日本は当初、収益配分の不公平を理由に参加に消極的でした。選手会も「国内権利を日本側でコントロールせよ」と主張しましたが、結局参加優先で妥協。結果、2023年の大成功が「日本市場の価値を高く見積もられ」、Netflix独占という形で跳ね返ってきました。

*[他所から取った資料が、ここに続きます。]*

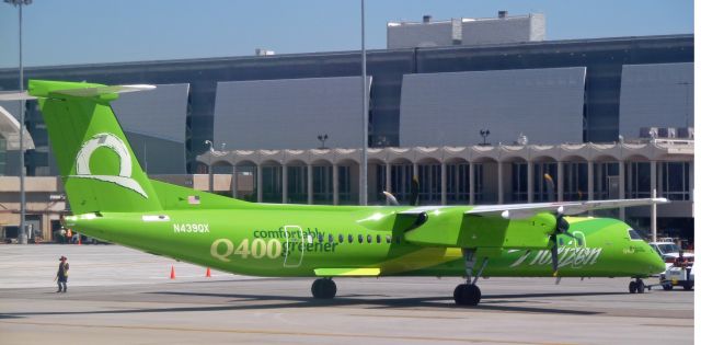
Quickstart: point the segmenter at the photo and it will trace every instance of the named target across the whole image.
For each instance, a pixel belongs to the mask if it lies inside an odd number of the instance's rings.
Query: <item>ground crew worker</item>
[[[56,273],[58,280],[58,290],[56,292],[66,292],[68,289],[66,286],[66,283],[68,283],[68,257],[61,256],[59,261],[60,264],[58,264],[58,272]]]

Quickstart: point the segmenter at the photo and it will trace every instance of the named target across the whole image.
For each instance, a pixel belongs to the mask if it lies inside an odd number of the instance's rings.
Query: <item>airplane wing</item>
[[[574,216],[590,210],[609,209],[619,207],[646,206],[653,204],[667,204],[666,198],[646,199],[614,199],[614,200],[590,200],[590,202],[564,202],[564,203],[538,203],[538,204],[513,204],[513,205],[485,205],[475,206],[466,211],[466,215],[501,215],[504,219],[526,219],[539,212],[555,212],[563,216]]]
[[[318,277],[377,277],[380,268],[317,268]]]
[[[589,210],[668,203],[666,198],[564,203],[425,206],[400,211],[404,239],[428,246],[480,248],[498,254],[504,249],[548,249],[552,235],[566,231],[566,220]]]

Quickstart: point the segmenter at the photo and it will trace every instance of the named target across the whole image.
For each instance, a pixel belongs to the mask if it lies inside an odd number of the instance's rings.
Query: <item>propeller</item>
[[[418,177],[415,175],[412,177],[411,194],[410,204],[412,206],[418,206]]]
[[[550,256],[552,257],[552,271],[553,271],[552,275],[553,276],[558,276],[558,269],[560,268],[559,262],[558,262],[558,253],[559,253],[559,245],[560,245],[560,243],[558,243],[558,234],[565,234],[571,238],[574,238],[572,233],[567,232],[568,229],[570,229],[570,223],[564,218],[564,215],[559,214],[555,217],[555,230],[552,232],[552,234],[550,234],[550,242],[552,242],[552,246],[550,248]]]
[[[555,200],[555,183],[553,179],[548,173],[543,174],[543,179],[545,180],[545,191],[548,192],[548,198],[550,200]],[[574,238],[574,235],[567,232],[567,230],[570,230],[570,223],[564,218],[564,215],[559,212],[558,216],[555,216],[555,229],[552,234],[550,234],[550,242],[552,242],[552,246],[550,248],[550,256],[552,257],[553,276],[558,276],[558,269],[560,268],[558,260],[560,244],[558,243],[558,234],[565,234]]]
[[[384,198],[387,199],[387,205],[399,206],[399,202],[397,200],[394,195],[392,195],[392,193],[382,191],[382,194],[384,194]]]

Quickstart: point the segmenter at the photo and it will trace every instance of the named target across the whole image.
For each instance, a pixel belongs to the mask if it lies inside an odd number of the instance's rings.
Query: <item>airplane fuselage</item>
[[[466,207],[468,209],[469,207]],[[416,245],[383,228],[406,207],[260,205],[250,209],[103,212],[70,217],[84,234],[225,272],[254,276],[463,276],[461,249]],[[559,276],[641,276],[659,260],[624,222],[567,218],[559,235]],[[440,229],[436,229],[439,231]],[[358,271],[366,269],[366,271]],[[375,269],[376,274],[367,274]],[[510,249],[490,260],[484,276],[552,276],[549,250]]]

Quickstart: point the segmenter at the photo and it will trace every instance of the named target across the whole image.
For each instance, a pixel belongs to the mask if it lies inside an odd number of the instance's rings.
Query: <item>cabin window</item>
[[[584,246],[584,239],[581,237],[576,237],[575,240],[577,240],[577,245],[578,246]]]
[[[628,235],[631,237],[631,240],[643,240],[643,238],[640,235],[640,233],[637,233],[637,231],[633,230],[633,229],[628,229]]]

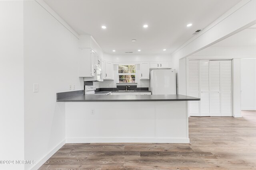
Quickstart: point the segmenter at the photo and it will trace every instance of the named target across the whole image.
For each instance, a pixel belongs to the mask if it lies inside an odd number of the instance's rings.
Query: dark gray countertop
[[[108,93],[109,92],[112,93],[120,93],[120,92],[124,92],[124,93],[127,93],[127,92],[151,92],[151,91],[148,90],[136,90],[136,91],[122,91],[122,90],[119,90],[119,91],[100,91],[98,92],[95,92],[95,94],[104,94],[104,93]]]
[[[144,102],[200,100],[199,98],[179,94],[152,95],[104,95],[86,94],[58,100],[58,102]]]

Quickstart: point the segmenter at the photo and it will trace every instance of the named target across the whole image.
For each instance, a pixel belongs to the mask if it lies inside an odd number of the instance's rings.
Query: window
[[[118,64],[119,83],[135,83],[136,65]]]

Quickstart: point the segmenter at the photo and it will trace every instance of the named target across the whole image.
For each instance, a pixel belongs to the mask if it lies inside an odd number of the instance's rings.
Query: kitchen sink
[[[136,92],[136,90],[117,90],[117,92]]]

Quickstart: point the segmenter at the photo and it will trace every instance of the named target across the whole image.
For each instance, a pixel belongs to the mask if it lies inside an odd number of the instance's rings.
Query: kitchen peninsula
[[[65,102],[67,143],[189,143],[188,102],[180,95],[57,94]]]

この「MLBの実質オーナー、他国は下請け」構造が、放映権料の高騰やアクセシビリティ低下の根本原因です。NPBの発言権はゼロで、読売を通さず直接Netflixに売却されたのもその証拠です。

日本選手とMLB選手の対戦シーン

4. 今後の行方とNPBの課題

大谷翔平選手、山本由伸選手、佐々木朗希選手に続き、村上宗隆選手、岡本和真選手、今井達也選手などスターが次々とポスティングでMLBへ。高校・大学選手も「NPB経由せず直行」を検討するケースが増えています。NPBは事実上「MLBの下部組織・育成リーグ」化しつつあります。

NPBの公式スタンスは「次世代が育つから大丈夫」。ポスティング制度の見直しや給与総額アップ、国際交渉力強化といった抜本策は一切発表されていません。選手会の一部で「アジアリーグ構想」が議論されていますが、機構レベルでは現状維持です。

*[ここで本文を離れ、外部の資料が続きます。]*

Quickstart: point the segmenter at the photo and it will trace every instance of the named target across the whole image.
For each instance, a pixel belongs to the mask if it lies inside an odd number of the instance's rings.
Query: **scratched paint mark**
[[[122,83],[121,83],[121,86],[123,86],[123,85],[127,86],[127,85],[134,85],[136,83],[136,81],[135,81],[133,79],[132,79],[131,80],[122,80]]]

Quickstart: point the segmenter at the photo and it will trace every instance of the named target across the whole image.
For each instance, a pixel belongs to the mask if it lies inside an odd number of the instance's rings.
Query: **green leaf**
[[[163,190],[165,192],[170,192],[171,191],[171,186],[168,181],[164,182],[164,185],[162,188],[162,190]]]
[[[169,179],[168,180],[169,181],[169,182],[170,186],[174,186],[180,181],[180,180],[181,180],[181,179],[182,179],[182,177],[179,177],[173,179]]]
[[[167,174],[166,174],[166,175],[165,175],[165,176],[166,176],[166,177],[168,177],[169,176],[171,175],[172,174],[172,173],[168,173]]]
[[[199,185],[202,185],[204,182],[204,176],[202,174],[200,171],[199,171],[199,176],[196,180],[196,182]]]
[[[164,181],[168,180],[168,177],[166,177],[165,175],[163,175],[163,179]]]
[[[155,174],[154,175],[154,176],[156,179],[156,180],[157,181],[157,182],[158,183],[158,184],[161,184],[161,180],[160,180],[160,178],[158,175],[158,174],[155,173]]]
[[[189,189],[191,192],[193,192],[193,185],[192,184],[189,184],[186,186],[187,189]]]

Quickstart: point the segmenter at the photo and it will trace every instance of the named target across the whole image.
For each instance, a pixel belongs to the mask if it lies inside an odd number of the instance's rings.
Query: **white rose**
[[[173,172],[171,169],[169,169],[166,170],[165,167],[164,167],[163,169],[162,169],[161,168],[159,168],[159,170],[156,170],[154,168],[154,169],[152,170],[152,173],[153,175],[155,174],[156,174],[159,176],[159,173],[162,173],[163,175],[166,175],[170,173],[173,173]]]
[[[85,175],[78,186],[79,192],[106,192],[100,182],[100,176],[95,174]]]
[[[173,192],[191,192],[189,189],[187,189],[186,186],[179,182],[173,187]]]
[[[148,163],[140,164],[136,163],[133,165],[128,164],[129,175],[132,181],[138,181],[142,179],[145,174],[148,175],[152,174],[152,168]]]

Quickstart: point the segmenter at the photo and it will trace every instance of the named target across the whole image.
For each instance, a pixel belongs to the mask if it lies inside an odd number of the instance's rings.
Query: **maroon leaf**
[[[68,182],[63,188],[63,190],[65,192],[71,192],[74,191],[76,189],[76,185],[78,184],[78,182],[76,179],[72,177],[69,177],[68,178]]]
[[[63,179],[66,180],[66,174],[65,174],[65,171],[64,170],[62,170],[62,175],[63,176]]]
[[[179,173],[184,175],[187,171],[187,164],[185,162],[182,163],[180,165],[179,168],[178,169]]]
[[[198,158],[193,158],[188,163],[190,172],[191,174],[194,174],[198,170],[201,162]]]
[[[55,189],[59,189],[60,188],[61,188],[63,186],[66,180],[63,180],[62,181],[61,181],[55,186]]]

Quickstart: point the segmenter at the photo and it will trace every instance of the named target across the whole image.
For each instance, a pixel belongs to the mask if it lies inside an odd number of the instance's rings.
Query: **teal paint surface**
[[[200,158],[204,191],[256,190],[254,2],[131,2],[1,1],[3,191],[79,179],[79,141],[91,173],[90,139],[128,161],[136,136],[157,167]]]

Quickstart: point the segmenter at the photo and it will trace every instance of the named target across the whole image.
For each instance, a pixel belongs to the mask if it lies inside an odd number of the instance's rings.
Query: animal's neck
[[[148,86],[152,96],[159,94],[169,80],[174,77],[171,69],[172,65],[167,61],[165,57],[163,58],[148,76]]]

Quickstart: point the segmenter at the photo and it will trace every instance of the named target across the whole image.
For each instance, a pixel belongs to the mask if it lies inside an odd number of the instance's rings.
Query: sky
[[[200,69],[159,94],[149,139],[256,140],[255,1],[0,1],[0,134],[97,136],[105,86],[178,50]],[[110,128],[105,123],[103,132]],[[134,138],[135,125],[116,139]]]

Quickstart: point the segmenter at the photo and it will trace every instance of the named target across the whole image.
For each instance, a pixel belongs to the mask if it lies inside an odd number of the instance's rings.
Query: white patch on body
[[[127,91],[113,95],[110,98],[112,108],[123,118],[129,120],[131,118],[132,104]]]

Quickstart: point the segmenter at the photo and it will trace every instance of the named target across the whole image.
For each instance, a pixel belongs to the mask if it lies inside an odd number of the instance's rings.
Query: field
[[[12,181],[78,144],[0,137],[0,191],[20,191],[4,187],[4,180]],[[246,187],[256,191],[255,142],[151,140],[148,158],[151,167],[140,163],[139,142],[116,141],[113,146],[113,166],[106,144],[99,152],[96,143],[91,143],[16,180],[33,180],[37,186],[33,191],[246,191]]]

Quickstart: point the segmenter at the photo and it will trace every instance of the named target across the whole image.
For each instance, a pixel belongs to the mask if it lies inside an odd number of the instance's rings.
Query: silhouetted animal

日米経済格差(MLB平均年俸がNPBの10倍超)が背景にあり、WBC Inc.の構造問題と重なって「稼ぐが報われない」状況が加速しています。このままではNPBの人気が低下し、WBC自体の価値も揺らぎかねません。

最新状況(2026年3月11日時点)では、NPBはWBC中の誹謗中傷対策としてAI監視システムを導入しましたが、選手流出防止や放映権交渉力強化の動きはありません。ファンとしては、NPBが本気で「機構のビジネス権限強化」や「MLBとの対等交渉」に取り組むことを期待したいところです。

まとめ
WBC2026のNetflix独占は、単なる「配信サービスの変化」ではありません。MLB主導のWBC Inc.構造が日本市場を最大限に搾取した結果であり、NPBが発足時からビジネス面で後手に回ってきたツケです。他国が地上波無料を維持しているのに、日本だけ有料独占になった事実は、ファンにとって大きな衝撃でした。

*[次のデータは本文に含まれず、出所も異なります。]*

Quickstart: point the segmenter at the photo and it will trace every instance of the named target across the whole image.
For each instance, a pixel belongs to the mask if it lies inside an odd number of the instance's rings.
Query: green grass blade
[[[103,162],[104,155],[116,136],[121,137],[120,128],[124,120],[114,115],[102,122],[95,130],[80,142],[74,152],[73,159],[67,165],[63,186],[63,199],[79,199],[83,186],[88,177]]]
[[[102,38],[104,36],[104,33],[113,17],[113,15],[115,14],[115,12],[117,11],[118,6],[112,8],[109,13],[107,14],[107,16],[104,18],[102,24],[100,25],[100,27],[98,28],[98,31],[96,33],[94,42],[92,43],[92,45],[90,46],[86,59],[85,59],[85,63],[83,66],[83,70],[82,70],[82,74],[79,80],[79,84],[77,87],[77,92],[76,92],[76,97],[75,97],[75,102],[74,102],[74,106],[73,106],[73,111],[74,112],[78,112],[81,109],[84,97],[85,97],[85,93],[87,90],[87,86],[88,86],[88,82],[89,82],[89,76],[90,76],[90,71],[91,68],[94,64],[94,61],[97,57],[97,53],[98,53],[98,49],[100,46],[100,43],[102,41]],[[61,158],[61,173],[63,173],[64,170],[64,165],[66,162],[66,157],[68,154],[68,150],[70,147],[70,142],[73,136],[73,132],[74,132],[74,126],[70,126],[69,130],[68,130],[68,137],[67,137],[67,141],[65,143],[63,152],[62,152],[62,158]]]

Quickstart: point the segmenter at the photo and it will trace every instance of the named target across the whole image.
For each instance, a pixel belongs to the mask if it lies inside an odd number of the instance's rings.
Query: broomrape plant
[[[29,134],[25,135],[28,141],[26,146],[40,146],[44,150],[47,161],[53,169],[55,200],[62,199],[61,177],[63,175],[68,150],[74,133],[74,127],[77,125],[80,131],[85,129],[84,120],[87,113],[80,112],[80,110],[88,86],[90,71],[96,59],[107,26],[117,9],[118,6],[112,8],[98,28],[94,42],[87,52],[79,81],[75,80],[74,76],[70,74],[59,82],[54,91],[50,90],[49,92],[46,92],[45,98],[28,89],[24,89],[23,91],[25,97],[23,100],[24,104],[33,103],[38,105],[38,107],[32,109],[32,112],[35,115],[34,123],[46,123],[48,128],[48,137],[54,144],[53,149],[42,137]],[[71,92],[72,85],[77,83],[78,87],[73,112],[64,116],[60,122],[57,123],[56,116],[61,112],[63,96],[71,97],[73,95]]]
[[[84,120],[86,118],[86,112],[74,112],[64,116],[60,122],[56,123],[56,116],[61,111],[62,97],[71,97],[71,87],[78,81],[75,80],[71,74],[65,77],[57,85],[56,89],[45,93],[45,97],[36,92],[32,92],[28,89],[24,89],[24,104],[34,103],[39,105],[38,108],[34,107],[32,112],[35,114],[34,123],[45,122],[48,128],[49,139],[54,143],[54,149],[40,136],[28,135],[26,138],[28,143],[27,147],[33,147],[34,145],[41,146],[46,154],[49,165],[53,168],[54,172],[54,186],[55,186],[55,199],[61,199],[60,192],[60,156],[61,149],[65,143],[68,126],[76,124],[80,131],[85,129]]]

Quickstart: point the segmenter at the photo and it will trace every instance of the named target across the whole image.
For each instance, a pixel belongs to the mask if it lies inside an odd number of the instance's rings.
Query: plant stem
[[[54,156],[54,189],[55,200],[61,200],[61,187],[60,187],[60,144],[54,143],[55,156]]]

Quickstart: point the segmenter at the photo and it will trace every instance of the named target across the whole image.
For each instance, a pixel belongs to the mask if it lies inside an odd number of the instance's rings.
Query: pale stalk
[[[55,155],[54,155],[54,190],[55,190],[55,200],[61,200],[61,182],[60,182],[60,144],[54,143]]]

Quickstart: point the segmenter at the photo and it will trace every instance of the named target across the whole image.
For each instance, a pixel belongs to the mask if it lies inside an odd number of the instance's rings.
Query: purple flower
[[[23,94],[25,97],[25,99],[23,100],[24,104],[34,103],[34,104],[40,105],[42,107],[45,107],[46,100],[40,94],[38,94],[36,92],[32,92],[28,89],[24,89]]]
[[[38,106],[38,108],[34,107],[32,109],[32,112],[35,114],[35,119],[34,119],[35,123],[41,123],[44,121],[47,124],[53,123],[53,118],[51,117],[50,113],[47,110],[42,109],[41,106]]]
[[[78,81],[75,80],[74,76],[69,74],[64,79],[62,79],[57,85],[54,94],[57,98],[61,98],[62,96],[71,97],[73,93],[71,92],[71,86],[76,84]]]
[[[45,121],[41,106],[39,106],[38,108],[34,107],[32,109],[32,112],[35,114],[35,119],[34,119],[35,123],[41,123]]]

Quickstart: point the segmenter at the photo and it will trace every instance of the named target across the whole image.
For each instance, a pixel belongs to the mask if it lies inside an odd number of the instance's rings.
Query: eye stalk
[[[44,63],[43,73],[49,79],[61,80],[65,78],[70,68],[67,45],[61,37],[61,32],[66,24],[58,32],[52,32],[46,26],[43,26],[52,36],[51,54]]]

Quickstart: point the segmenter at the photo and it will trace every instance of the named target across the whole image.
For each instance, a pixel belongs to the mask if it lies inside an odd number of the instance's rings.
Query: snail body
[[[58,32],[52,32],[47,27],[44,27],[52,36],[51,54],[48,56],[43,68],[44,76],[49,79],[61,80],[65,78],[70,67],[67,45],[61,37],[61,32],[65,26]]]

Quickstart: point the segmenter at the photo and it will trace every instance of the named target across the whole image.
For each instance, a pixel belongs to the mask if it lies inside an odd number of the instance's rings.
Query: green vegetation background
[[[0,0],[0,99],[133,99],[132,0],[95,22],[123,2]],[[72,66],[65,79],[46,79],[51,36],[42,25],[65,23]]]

侍ジャパンがいくら強くても、国内リーグが空洞化すれば野球全体の未来は明るくありません。NPBが今こそ構造改革に本腰を入れ、ファン目線の交渉力を身につけるかどうか――それが日本野球の命運を分けます。私たちファンも、こうした問題に関心を持ち、声を上げ続けていくことが大切です。大会を楽しむと同時に、少し先の野球界の姿についても一緒に考えてみませんか。

最後までお読みいただきありがとうございます。侍ジャパンの活躍をNetflixで応援しつつ、NPBの未来にもエールを送りましょう!